On commence à s'en douter : l'idéologie n'est jamais bien loin. Elle est simplement occultée par la démocratie participative, par la présence sur le terrain des ministres à chaque coup dur frappant une communauté. Mais l'idéologie est simplement "hors-champ" comme on dit au cinéma.

J'entendais un commentateur politique anglais parlant de Tony Blair. Il disait que sa prétention à dépasser les idéologies (= idem chez nous) était facile à réfuter : il suffit, disait-il de regarder qui a gagné, qui n'a rien gagné, qui a perdu pendant les années de blairisme.
Attendez donc 2 ou 3 ans,et reparlons-en

Djabx said...

[Le rôle d'un chef est] d'être le représentant des aspirations du peuple, et absolument pas de le "diriger" comme il l'entend

Je crois que le problème sous-jacent est similaire à celui de la poule et de l'œuf.
Ce que je voulais dire, c'est que pour moi, un "chef" défend ses idées, et le peuple vote pour ces idées ou non. Et non pas un chef qui dit "qu'est-ce que vous voulais que je défende pour vous?". Je ne crois pas que ce soit le but de démocratie: mettre en place des "notables" de la politique pour qu'ils puissent écouter nos attentes et y répondre.

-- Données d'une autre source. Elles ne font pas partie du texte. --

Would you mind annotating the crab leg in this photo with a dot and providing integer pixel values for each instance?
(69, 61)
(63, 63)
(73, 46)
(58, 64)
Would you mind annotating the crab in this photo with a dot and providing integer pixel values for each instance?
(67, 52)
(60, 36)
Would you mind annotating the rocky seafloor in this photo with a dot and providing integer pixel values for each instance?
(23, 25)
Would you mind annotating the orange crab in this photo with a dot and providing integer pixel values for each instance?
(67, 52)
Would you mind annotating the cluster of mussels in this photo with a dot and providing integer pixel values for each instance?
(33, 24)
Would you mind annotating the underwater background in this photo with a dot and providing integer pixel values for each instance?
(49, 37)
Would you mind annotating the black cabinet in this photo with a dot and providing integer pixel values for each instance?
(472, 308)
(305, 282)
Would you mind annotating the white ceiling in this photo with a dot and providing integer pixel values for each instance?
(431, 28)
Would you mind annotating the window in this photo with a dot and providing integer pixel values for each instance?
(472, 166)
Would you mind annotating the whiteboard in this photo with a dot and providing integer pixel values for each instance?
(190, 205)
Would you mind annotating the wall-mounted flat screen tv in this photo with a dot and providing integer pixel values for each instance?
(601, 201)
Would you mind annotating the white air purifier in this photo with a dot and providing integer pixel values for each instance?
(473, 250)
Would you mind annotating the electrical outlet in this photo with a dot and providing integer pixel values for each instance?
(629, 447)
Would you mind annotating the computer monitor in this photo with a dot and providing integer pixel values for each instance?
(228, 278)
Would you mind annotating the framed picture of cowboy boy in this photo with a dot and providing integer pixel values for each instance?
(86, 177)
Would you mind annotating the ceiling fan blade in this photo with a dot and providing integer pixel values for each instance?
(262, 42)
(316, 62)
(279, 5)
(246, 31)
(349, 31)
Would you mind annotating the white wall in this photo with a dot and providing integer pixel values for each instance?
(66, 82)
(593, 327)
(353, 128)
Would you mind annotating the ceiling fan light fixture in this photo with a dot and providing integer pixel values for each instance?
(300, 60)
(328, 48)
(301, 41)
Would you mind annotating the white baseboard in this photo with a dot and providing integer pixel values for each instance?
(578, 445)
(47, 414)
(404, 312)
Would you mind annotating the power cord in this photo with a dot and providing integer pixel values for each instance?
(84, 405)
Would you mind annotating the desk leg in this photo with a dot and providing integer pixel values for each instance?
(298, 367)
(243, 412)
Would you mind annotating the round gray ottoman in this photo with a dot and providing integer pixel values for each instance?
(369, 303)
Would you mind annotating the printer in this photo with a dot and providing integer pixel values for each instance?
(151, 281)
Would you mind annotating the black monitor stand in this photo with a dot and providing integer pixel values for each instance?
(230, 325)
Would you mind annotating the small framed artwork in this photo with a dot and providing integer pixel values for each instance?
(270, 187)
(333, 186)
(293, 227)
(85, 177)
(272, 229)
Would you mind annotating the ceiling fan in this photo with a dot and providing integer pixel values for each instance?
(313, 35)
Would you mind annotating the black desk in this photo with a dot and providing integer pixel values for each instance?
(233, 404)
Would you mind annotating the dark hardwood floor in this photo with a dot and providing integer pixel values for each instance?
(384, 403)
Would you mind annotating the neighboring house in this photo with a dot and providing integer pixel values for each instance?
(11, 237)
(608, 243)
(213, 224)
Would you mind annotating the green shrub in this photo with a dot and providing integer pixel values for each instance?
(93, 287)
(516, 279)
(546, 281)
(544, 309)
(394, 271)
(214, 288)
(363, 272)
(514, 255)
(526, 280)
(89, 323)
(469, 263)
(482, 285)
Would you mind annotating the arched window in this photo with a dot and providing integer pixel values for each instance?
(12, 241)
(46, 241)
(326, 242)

De manière générale, si je vote pour un Homme politique de n'importe quel parti, c'est pour ses idées, ses propositions et non pas pour sa capacité d'écoute à faire du populisme en suivant la majorité changeante.
Notre petit Nicolas national, (quelque soit les tenant et aboutissant de ses idées) a le mérite de suivre ses engagements, ses idées. Même si elles sont issues d'une volonté de plaire à une magorité, il ne semble pas avoir envie de changer d'idées ou de manière de faire durant son mendat. Ainsi ceux qui ont voté pour lui ne peuvent pas être "deçue" de ce qu'il fait.
Si on prend le cas de Ségolène qui durant la campagne a manifestement défendue des idées auxquelle elle ne croyait pas (SMIC à 1k€ etc..) comment aurait-elle pu diriger avec des idées qu'elle ne partage pas?